With Record Snowfall and Skiing Still Banned, the Pressure is Mounting from Ski Instructors and… Snow Shoes!

In the Alpes-Maritimes department, not only have the residents been struggling with the immense damage incurred by September storms, they have also seen their ski resorts being forced to remain closed to skiers. It’s a blow that’s difficult to take, particularly when the Southern Alps (unlike their counterparts farther north who get a more guaranteed yearly fall) are not always guaranteed a full season. This year, the snow is just wonderful and both those who profit from the season and those who love the snow have been doing their best to make it happen.

Last weekend, the cross-country ski resort of Gréolières-les Neiges was choked with traffic, with thousands of locals making a break to play in the snow in one of the only ways left for them to do so – with snow shoes. It became so chaotic that the police had to close roads.

Already, shops in the area have been running short of supplies as they struggle to keep up with the demand for the only permissible equipment that will allow them to enjoy the mountains.

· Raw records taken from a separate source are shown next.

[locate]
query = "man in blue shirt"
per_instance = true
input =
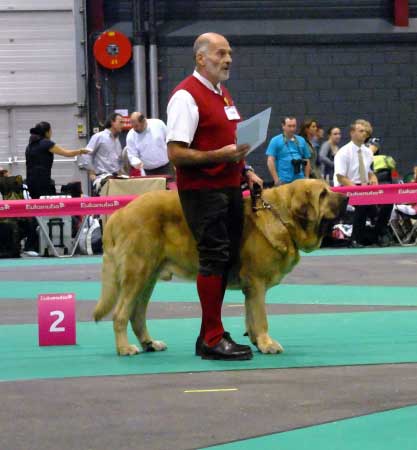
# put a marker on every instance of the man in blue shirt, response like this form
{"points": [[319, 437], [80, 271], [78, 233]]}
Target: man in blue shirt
{"points": [[288, 154]]}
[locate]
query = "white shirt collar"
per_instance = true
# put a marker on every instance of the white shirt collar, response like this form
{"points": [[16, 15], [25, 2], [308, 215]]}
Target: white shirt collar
{"points": [[208, 84], [357, 148]]}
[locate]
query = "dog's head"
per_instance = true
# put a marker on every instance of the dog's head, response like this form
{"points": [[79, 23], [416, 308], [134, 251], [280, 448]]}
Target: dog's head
{"points": [[313, 209]]}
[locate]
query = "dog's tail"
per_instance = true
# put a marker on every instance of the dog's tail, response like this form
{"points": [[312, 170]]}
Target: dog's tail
{"points": [[109, 277]]}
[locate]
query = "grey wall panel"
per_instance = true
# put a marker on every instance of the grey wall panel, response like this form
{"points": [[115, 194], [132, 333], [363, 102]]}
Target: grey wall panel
{"points": [[4, 137], [38, 49], [64, 133], [272, 9]]}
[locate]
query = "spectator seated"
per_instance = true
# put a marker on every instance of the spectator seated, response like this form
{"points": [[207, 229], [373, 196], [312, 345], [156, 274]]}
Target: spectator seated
{"points": [[403, 223]]}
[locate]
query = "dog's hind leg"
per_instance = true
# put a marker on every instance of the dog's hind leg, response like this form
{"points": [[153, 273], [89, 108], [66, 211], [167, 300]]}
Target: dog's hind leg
{"points": [[138, 320], [131, 285], [109, 291], [256, 319]]}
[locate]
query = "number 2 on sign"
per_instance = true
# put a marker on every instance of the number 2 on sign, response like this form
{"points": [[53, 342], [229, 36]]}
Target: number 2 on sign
{"points": [[54, 327]]}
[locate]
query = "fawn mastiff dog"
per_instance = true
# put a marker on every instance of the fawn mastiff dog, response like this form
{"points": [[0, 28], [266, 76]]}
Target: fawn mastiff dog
{"points": [[150, 237]]}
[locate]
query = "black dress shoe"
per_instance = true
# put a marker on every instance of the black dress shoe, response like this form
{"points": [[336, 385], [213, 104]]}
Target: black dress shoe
{"points": [[226, 351], [356, 244], [226, 336]]}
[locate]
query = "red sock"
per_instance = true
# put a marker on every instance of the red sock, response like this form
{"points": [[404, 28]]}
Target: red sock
{"points": [[210, 290]]}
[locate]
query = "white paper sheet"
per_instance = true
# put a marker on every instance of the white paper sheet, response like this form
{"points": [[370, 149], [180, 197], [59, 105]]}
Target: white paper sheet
{"points": [[253, 131]]}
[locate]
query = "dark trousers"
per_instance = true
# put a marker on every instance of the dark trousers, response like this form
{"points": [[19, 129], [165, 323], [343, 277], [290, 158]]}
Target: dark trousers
{"points": [[215, 218], [382, 214]]}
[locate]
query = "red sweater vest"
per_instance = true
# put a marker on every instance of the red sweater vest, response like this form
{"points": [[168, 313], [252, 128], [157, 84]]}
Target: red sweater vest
{"points": [[214, 131]]}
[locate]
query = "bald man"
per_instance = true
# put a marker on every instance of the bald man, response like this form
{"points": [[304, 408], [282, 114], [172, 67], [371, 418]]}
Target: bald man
{"points": [[201, 136], [146, 145]]}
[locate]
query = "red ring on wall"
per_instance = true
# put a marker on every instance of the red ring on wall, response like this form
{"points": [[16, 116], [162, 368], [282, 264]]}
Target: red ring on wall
{"points": [[112, 49]]}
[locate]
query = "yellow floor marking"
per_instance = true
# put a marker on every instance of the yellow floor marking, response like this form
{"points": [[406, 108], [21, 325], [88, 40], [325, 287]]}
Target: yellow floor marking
{"points": [[193, 391]]}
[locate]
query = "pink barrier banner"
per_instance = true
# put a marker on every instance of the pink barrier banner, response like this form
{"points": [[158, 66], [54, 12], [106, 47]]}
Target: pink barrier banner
{"points": [[379, 194], [56, 319], [358, 195], [63, 206]]}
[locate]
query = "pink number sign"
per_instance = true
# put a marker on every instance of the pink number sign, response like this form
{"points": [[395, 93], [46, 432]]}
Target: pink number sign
{"points": [[56, 319]]}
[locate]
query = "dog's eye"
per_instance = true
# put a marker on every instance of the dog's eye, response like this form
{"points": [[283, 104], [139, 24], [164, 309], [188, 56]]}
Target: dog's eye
{"points": [[323, 194]]}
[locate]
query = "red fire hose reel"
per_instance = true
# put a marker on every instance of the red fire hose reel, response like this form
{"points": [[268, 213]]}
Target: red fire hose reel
{"points": [[112, 49]]}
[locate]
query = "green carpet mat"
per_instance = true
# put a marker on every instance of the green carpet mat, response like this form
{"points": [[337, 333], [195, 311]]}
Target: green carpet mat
{"points": [[26, 262], [309, 341], [187, 292], [388, 430]]}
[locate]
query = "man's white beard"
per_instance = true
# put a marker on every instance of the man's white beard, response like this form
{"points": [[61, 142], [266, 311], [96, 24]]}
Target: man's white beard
{"points": [[217, 72]]}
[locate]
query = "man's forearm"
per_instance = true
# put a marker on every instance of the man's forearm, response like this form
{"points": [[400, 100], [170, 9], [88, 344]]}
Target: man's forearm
{"points": [[180, 155], [272, 170]]}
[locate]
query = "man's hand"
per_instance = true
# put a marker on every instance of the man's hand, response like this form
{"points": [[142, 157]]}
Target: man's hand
{"points": [[234, 153], [253, 178]]}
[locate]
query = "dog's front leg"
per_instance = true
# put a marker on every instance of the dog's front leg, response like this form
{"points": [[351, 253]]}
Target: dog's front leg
{"points": [[256, 320]]}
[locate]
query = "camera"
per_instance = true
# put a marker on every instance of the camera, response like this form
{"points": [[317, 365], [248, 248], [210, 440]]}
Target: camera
{"points": [[298, 165]]}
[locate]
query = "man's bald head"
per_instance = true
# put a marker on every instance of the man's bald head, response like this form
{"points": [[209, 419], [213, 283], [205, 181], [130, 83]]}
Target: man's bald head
{"points": [[138, 121], [204, 41], [213, 57]]}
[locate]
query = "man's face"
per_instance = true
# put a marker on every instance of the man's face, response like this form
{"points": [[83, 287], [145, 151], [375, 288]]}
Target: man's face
{"points": [[289, 127], [117, 125], [217, 60], [359, 134], [138, 122]]}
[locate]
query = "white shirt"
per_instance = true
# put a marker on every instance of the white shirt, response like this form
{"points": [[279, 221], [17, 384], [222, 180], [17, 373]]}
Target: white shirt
{"points": [[148, 147], [183, 113], [346, 162], [106, 155]]}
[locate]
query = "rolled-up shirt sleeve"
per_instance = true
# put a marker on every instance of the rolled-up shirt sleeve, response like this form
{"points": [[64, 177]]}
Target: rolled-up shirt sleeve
{"points": [[132, 150], [341, 164], [183, 116], [86, 161]]}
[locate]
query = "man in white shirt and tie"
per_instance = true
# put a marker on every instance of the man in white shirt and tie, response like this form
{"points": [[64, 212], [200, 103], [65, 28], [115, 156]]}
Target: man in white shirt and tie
{"points": [[146, 145], [352, 166]]}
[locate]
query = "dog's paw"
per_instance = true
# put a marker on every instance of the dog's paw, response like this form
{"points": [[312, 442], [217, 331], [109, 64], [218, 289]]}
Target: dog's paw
{"points": [[154, 346], [267, 345], [130, 350]]}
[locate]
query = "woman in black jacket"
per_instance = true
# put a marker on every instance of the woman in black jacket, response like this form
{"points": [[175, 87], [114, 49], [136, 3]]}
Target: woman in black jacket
{"points": [[40, 157]]}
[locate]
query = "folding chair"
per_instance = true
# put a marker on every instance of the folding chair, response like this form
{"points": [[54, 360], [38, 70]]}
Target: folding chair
{"points": [[403, 223]]}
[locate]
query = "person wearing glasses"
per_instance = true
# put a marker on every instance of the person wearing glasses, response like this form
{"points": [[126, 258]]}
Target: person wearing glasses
{"points": [[146, 145], [288, 154], [105, 155]]}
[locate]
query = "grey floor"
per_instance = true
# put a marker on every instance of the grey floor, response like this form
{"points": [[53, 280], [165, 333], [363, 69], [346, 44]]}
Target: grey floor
{"points": [[154, 412]]}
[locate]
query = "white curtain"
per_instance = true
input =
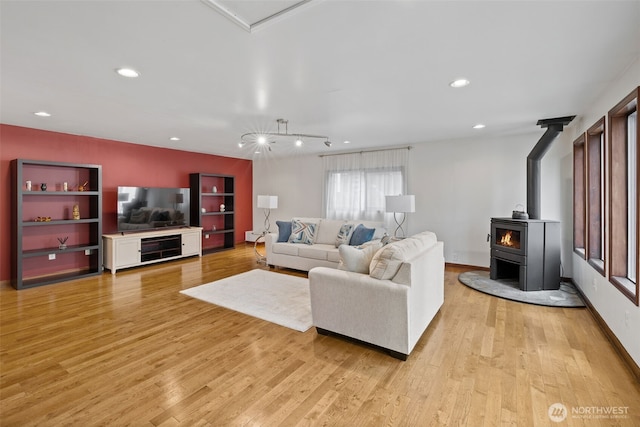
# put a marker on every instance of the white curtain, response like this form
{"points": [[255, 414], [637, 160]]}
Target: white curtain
{"points": [[355, 185]]}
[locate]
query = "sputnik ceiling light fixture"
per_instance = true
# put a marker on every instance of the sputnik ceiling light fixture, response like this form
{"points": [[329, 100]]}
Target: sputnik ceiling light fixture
{"points": [[264, 138]]}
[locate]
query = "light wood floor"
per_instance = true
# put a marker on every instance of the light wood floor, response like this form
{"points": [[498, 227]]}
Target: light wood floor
{"points": [[131, 350]]}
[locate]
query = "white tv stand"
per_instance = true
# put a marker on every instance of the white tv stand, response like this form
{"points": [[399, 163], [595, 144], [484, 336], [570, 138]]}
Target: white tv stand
{"points": [[124, 250]]}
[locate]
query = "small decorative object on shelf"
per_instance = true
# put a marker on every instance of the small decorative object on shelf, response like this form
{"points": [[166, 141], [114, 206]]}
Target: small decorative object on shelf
{"points": [[63, 242]]}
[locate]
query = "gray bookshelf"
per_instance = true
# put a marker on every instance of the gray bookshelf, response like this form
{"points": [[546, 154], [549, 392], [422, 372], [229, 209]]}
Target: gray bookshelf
{"points": [[43, 217], [208, 192]]}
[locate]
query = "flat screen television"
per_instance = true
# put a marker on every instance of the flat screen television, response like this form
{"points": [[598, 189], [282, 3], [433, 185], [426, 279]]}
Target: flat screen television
{"points": [[151, 208]]}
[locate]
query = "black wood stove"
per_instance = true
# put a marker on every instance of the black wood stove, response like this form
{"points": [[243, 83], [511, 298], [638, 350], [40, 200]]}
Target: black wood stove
{"points": [[529, 249]]}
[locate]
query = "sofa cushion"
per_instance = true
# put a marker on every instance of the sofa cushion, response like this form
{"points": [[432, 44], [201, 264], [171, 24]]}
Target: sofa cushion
{"points": [[285, 249], [387, 261], [302, 232], [333, 255], [284, 230], [316, 251], [379, 227], [358, 258], [344, 234], [361, 235], [327, 231]]}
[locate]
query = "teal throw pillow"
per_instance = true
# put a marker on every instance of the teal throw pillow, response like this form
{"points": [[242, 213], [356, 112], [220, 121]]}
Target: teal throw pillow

For residents of Nice, Gréolières-les Neiges is just an hour and a half away by car and for many, being forced into the snowshoe scene is first:

“I had never done snowshoe-ing before,” admits Niçois Séverine Lanseman. ” When I saw that it was going to be nice this weekend, we got together with a few friends to head up the mountains. We really wanted to walk, get some fresh air and take advantage of the natural resources that we have just an hour and a half from our home. I went out and bought ski pants, a puffy winter jacket and a pair of ski shoes. It was a hard job to get a hold of snow shoes because places in Nice were out of them but we managed to make a few calls and get sorted.”

On Saturday evening, meanwhile, the deserted ski resorts of France were the scene of a scenic protest from members of the ESF (Ecole du Ski Français), who were calling on the Government to allow the ski-lifts to re-open to salvage something of the remainder of the ski season.

Thousands of ski instructors from France’s largest ski school took part in the event that consisted of a torchlit descent. Representing the 220 schools in the country who employ some 17,000 ski instructors, the symbolic action was “our mountainy way of bringing our difficulties to the attention of the government.” So said Eric Brèche, President of the French Union of Ski Instructors.

Meanwhile, according to a report in a recent edition of Le Figaro newspaper, a group of approximately 60 people gathered in the main square in the ski resort of Auron last Saturday (photo above), partying and listening to music in direct contravention of Covid regulations in the country. Tut-tut!